0.プロローグ

 産婦人科医になりたい。これは、私、鈴井ひなせは14歳の時からの夢である。妹が生まれてくるのを見てから感動し、私は赤ちゃんとお母さんに寄り添える産婦人科医になることにしたのだ。

 ところがどっこい、私に実家はド田舎中のド田舎、秋田県の山奥である。同級生はたった一人、お隣の隼人だけという過疎っぷりである。うちはお金がないため、国立大学の医学部しか選択肢がないのだが、このままこの田舎にいると大学にすらいけないと思い、中学2、3年の2年間を勉強に全振りした。
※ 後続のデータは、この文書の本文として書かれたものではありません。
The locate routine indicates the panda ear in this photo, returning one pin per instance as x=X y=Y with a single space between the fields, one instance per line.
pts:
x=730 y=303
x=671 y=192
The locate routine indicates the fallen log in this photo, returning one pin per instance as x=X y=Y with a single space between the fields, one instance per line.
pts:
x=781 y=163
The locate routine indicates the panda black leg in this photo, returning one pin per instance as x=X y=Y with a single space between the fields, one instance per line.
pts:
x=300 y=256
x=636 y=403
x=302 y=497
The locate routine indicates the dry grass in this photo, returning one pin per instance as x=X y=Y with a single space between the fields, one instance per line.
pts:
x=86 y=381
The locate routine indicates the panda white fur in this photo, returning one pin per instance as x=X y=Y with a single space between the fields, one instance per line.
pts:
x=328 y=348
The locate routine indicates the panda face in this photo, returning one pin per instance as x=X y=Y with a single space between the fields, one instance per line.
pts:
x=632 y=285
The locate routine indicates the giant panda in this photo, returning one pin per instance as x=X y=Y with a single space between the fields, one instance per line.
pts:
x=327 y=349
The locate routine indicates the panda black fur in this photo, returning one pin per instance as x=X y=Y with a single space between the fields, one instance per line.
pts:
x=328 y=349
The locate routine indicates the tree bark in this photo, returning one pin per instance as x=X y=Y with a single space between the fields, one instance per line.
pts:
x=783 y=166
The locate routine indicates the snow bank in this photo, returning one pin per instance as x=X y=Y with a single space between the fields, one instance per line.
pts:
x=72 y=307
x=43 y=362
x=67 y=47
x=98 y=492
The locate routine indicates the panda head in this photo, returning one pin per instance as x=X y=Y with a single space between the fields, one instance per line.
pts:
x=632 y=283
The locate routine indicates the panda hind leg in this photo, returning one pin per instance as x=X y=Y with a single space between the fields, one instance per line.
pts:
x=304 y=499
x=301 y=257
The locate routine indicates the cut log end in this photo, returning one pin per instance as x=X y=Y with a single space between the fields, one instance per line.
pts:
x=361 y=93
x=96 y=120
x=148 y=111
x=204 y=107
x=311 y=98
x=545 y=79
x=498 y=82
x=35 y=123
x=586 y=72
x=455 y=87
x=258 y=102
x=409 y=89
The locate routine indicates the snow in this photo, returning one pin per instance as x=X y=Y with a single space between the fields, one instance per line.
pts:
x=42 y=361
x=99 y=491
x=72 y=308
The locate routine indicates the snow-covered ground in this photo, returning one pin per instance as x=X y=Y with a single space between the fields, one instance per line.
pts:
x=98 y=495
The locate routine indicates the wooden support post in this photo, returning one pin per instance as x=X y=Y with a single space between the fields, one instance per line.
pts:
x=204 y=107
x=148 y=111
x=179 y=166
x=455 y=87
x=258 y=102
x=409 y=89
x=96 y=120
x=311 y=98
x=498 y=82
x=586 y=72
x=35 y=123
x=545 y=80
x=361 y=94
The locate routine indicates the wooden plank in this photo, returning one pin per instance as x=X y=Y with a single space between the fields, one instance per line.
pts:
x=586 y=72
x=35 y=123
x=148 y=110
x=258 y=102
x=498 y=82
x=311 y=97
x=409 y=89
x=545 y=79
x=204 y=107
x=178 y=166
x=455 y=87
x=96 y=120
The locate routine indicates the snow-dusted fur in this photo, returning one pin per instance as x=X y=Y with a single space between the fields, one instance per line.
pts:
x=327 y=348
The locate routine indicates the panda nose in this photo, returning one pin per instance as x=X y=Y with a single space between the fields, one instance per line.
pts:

大阪の進学高校に行き、そこから国立大学の医学部を目指すことにしたのだ。

 そして、血のにじむような受験生活が終わり、私は晴れて大阪の私立名門女子高に特待生入学することができた。両親は田舎を出ずに育ったため、「大阪は怖いところだ」「大阪は鬼がでるんだぞ」とか言って、全力で私を田舎に引き留めようとしたが、ここまできたからには引き返すわけにはいかない。まだ見ぬ都会への期待と少しの緊張を胸に、盆と正月とGWは帰省するという約束で、単身大阪へ旅立つことになったのだった。


1.あの日

 「現代文の成瀬ってさー、絶対やりちんだよねー。ねぇひなせ?」マヤが言う。
「え?!や、やりちんって、マヤ、なにいって...」私は顔を赤らめた。
「ひなせかわいい笑。だってね、成瀬ってめっちゃ手きれいじゃん?やりちんは女の子に触れた時に傷つけないように、爪とかきれいにしてるんだって」
マヤは続ける。
「あとね、成瀬って色っぽいよねー。髪の毛書き上げてる感じとか、腕まくりしたときに見える筋肉とか、エロくね?」マヤの大きな瞳が私をのぞき込む。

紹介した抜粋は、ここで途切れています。